Today Chile welcomes the fruits of a growing economy, social services and higher education in the country. Parliament just passed a new law that makes it mandatory for students to attend school for at least 12 years.
“Education has emerged to become a public good,” said president Lagos. “Essentially society makes the decision of what good will be provided. Now, there is a subsidy for every child in school and 75 percent of schools have access to the Internet.”
In addition to a prolonged education, Chile’s standard of living has also improved through the years. According to the 2002 Chilean census 73 percent of families have their own homes as well as access to public utilities. In addition 52 percent of civilians have telephones in their household. However, despite the country’s gradual growth and developing ways, poverty still lingers in Chile.
“Critics of the Chilean economic model would point to the increasing disparity between the rich and the poor,” said Brian Loveman, political science professor at San Diego State University. “ [There is also] the inability to provide decent health care and social security for most of the population.”
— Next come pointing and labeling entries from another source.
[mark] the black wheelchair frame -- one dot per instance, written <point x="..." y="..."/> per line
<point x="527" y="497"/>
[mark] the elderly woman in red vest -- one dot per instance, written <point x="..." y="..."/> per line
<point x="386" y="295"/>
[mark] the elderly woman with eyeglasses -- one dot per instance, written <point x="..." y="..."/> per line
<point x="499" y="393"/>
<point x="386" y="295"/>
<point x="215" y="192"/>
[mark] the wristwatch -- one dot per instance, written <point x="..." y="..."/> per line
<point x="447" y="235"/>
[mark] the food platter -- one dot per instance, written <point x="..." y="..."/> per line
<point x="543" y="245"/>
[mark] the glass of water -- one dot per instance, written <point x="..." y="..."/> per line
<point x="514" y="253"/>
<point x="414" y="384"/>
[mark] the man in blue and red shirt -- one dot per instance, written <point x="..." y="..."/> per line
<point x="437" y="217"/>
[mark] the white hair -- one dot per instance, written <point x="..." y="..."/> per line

Ironically enough, although Chile prides itself with conquering it’s past authoritarian rule, the country’s links to Pinochet’s dictatorship often block the country’s social advancement.
“Living with the legacy of the dictatorship is much better than living under the dictatorship,” said Loveman. “However, the constitutional and institutional dictatorship has not been overcome.”
Chile is currently governed through virtually the same constitution adopted under Pinochet’s government in 1980. Although supposedly, several of the extreme measures don’t coordinate with the beliefs of the ruling party, some Chileans are still forced to live under authoritarian laws imposed on their country.
“Civilians, including journalists, are still dragged into military courts for certain ‘crimes’,” said Loveman.” president Lagos has recognized this often, as did the previous two presidents.”
Despite Chile’s present downfalls, the country is recognized for it’s relatively prompt transition from a dictatorship to a seemingly democratic governing system. The biggest change however is seen in the people of the country, the Chileans. Jaime Llilillo who was born and raised in Chile recalls how his family and classmates constantly watched their surrounding while trying to avoid military confrontation.
“We were always afraid to make comments,” said Llilillo. “My family didn’t belong to any political party, but if one did not agree with the regime, one was automatically considered a communist.”
Having lived in the United States for almost 15 years, Llilillo still finds the fear instilled in him as a young boy when he visits Chile. In one of his past visits in 2000, the hoopla surrounding the presidential election was underway. He recalls when appointed interviewers went from home to home asking questions about Chileans political preference. As he listened to surveyors asking his niece about her political affinity, he couldn’t help but feel suspicious and distraught.
“I was very afraid,” said Llilillo. “I kept telling my niece not to say anything because the information could land in the wrong hands...but my niece quickly told me that they weren’t living in the same Chile I had lived in.”
Over 2, 000 people were killed or simply disappeared during Pinochet’s 17-year coup. Currently 160 former members of Pinochet’s regime, including the former leader himself are facing human right charges for their direct or indirect involvement in the atrocities. President Lagos acknowledges that concrete changes still need to be made in his country. He insists however, that Chileans are on the right track to making that shift.
“Chileans now go to the tribunal to complain whenever a human right violations takes place,” said Lagos. “Even though at times their complaints are in vain because authorities don’t get things done, they still complain.” This fading fear of reporting human right abuses in the country exemplifies once again, that Chile is in fact a progressive work in process. Perhaps the best way to mirror their improvements is by looking and listening directly to the responses of Chileans themselves.
“I remember her telling me ‘Uncle...Chile is not the way it used to be,” said Llilillo...”It’s o.k to talk about politics now.”